In a broad garage below ground level, the bus parked beside a rubber-buffered concrete loading dock. The front passenger door opened with a hiss and their escorts led Harry and Arthur out of the bus, across the dock, and into a long, pastel green hallway lined with sky-blue blank-faced doors. Each door was described by numbers and cryptic acronyms on an engraved plastic plaque mounted in a small steel holder. Somewhere, air conditioners hummed quietly. The air smelled faintly of antiseptic and new electronics.

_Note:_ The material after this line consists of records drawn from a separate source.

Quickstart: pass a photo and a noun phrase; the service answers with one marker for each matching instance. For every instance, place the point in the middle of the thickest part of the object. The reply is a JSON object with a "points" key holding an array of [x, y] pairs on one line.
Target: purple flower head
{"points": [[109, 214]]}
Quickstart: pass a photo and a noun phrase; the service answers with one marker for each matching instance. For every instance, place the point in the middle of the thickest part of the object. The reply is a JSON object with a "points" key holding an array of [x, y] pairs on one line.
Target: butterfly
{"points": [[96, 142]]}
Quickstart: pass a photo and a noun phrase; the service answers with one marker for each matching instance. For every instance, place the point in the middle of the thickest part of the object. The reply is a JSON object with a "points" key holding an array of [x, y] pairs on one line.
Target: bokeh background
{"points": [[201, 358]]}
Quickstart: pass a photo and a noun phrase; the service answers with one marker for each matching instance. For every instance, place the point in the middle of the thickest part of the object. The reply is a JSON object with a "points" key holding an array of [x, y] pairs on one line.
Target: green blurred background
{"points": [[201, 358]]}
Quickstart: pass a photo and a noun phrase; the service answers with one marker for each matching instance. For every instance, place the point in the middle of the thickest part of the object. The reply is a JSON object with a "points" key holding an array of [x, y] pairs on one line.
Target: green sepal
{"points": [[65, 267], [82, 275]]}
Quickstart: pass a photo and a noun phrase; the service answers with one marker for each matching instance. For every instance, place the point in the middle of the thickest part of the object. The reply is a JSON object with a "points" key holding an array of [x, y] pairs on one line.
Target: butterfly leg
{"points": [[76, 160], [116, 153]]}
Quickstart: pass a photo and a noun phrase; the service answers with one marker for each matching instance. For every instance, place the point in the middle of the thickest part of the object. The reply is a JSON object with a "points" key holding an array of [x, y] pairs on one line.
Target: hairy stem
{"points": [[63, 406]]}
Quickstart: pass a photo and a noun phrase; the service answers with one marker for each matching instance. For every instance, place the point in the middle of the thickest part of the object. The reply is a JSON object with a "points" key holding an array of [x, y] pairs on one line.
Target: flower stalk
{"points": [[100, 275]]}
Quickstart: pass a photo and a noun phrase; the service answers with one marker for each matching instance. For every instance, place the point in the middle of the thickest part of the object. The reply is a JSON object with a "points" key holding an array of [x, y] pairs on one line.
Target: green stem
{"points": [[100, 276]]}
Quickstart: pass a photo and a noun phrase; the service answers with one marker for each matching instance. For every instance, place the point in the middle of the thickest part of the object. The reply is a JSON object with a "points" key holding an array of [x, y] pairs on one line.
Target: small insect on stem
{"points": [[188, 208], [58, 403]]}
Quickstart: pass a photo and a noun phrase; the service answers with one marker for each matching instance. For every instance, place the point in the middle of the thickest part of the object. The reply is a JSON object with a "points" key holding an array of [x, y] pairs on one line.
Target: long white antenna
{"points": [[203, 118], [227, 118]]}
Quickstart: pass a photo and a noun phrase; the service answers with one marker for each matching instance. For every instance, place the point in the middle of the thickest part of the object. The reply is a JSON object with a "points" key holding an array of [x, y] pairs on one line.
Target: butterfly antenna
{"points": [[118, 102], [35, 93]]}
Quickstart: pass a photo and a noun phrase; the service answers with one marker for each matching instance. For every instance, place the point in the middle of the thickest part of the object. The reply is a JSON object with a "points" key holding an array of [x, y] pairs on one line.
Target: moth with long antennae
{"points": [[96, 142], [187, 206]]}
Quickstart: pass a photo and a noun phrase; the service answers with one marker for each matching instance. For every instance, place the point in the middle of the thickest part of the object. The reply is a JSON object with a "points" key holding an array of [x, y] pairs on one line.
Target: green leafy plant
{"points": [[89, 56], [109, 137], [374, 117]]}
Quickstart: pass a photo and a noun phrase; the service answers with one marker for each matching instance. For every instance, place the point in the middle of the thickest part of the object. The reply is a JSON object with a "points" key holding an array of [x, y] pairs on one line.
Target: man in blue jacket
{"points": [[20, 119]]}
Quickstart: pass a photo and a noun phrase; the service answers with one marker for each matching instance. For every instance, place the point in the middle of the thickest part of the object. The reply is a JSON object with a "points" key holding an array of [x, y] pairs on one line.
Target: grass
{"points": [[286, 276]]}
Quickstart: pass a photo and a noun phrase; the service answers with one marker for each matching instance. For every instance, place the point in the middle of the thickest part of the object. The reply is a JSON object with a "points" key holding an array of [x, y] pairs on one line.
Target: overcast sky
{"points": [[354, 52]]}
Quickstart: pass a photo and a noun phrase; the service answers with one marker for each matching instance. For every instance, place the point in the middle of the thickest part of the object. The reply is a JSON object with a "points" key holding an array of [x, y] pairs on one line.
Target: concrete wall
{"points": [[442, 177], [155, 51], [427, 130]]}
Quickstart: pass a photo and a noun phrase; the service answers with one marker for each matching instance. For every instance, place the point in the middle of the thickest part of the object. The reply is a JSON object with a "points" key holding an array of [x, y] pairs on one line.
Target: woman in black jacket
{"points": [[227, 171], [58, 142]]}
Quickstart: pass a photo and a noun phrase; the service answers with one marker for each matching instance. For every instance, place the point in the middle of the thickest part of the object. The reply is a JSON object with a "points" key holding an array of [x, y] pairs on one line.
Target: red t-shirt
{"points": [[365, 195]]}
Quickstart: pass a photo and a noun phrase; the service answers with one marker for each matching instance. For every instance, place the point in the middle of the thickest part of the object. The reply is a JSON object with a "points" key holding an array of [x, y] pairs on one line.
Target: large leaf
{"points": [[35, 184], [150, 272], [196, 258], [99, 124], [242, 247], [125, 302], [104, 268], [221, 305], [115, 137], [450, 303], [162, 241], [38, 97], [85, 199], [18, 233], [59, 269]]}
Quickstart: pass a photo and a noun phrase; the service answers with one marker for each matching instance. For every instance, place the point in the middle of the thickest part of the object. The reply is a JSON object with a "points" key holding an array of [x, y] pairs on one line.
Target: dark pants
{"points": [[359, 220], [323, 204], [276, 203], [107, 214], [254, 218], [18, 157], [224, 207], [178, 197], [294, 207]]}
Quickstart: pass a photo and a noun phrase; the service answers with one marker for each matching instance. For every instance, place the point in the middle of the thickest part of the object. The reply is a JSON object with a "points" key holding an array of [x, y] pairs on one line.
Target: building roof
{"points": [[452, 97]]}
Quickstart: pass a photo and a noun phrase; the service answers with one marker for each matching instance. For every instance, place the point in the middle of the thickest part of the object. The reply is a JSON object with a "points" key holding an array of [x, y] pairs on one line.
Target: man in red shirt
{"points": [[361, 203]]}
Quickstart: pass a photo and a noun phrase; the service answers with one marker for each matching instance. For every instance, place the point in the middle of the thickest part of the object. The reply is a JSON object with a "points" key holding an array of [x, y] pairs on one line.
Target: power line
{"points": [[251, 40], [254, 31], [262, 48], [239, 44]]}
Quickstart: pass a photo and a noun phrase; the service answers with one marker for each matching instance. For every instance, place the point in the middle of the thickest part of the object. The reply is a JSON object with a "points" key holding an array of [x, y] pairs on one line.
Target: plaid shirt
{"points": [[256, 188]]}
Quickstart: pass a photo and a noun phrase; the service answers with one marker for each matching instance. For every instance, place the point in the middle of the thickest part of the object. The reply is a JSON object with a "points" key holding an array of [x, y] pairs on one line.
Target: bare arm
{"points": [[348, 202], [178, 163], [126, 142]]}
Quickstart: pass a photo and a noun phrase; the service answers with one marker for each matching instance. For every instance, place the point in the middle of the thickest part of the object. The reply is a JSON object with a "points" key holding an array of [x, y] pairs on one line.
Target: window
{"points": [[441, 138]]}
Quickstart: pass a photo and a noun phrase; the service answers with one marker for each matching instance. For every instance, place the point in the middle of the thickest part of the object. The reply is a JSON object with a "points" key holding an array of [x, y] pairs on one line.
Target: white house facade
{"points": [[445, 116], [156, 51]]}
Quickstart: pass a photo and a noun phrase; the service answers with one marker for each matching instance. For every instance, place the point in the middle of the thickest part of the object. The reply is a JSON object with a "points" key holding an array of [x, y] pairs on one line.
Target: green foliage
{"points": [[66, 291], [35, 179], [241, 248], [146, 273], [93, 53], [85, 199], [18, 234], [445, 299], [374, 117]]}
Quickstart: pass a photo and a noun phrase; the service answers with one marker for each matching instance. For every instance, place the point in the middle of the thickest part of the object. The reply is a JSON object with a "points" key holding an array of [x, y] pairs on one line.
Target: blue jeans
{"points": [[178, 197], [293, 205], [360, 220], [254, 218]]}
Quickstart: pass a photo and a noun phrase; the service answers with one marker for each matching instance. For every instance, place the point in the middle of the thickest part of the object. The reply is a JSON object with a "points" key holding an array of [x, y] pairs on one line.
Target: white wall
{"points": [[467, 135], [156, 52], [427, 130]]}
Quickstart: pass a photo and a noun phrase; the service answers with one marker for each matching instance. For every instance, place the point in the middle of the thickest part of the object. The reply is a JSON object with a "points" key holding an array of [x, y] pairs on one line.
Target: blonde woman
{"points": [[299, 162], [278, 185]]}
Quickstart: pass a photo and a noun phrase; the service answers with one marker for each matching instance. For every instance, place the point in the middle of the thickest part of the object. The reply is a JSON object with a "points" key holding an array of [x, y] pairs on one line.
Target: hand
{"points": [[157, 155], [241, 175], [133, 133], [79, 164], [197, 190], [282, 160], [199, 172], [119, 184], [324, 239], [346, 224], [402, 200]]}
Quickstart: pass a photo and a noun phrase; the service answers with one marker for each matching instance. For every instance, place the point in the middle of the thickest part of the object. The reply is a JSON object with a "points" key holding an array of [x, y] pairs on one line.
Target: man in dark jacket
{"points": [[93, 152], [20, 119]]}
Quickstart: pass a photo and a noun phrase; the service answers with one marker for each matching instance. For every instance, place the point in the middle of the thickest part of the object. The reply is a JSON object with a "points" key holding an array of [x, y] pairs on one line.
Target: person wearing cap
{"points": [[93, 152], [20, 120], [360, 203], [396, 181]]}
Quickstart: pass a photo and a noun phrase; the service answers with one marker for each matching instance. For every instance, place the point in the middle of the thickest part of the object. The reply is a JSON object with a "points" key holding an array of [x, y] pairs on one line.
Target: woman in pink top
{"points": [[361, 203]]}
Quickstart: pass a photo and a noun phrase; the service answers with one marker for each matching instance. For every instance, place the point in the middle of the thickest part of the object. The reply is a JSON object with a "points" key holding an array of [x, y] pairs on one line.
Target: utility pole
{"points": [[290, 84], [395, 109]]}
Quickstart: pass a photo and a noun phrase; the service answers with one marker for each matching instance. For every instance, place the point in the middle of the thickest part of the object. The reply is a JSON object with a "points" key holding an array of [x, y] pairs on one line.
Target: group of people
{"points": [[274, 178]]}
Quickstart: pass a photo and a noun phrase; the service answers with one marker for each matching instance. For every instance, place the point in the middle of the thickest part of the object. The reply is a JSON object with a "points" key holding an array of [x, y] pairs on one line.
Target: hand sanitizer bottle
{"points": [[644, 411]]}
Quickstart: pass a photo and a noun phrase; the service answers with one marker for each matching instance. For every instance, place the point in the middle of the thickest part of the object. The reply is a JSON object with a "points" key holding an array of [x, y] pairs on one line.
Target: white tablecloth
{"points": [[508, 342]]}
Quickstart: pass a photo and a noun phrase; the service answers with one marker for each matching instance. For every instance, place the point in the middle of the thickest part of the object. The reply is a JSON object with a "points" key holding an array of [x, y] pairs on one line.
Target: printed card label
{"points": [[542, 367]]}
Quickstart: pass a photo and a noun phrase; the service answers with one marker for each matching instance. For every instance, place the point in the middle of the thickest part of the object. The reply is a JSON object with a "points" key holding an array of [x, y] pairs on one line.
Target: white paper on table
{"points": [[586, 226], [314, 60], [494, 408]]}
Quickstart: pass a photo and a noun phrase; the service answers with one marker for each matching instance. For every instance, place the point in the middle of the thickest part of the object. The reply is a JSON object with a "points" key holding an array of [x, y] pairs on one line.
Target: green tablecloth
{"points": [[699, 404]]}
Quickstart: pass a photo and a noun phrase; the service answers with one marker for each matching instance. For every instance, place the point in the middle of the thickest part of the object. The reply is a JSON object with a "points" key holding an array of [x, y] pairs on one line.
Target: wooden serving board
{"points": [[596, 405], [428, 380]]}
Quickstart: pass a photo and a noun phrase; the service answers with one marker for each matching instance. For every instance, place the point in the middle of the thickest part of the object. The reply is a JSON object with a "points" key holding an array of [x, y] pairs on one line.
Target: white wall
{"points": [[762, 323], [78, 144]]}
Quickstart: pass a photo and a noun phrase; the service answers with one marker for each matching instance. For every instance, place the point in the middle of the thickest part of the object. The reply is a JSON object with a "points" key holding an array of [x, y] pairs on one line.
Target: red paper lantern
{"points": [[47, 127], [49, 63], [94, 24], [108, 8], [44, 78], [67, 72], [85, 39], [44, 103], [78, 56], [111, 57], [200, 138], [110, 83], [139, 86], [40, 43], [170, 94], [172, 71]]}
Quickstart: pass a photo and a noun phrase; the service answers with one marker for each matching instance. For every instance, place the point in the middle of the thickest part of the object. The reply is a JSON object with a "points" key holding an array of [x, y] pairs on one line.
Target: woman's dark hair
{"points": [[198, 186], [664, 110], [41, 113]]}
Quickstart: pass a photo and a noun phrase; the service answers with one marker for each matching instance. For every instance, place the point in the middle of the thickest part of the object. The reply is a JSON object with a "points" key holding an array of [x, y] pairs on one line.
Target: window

The hall opened into a reception area equipped with two long brown vinyl-upholstered couches and several plastic chairs spaced around a table covered with magazines — scientific journals, Time and Newsweek, and a lone National Geographic. A young alert-looking major sat behind a desk equipped with a computer terminal and a card identification box. One by one, the major cleared all four of them and then punched a code into the keypad lock of a broad double door behind his desk. The door opened with a sucking hiss.
“The inner sanctum,” Hall said.
“Where is it?” Harry asked.
“About forty feet from where we are right now,” Hall said.
“And the civilians?”
“About the same distance, on the other side.”
They entered a half-circular room equipped with more plastic chairs, a small wash-up area and lab table, and three shuttered windows mounted in the long curved wall. Harry stood by the bare lab table and rubbed his hand along the shiny black plastic top, examining his fingers briefly for dust — the gesture a professor might make in a classroom. Arthur’s mouth twitched in a brief smile. Harry caught the twitch and lifted his eyebrows: So?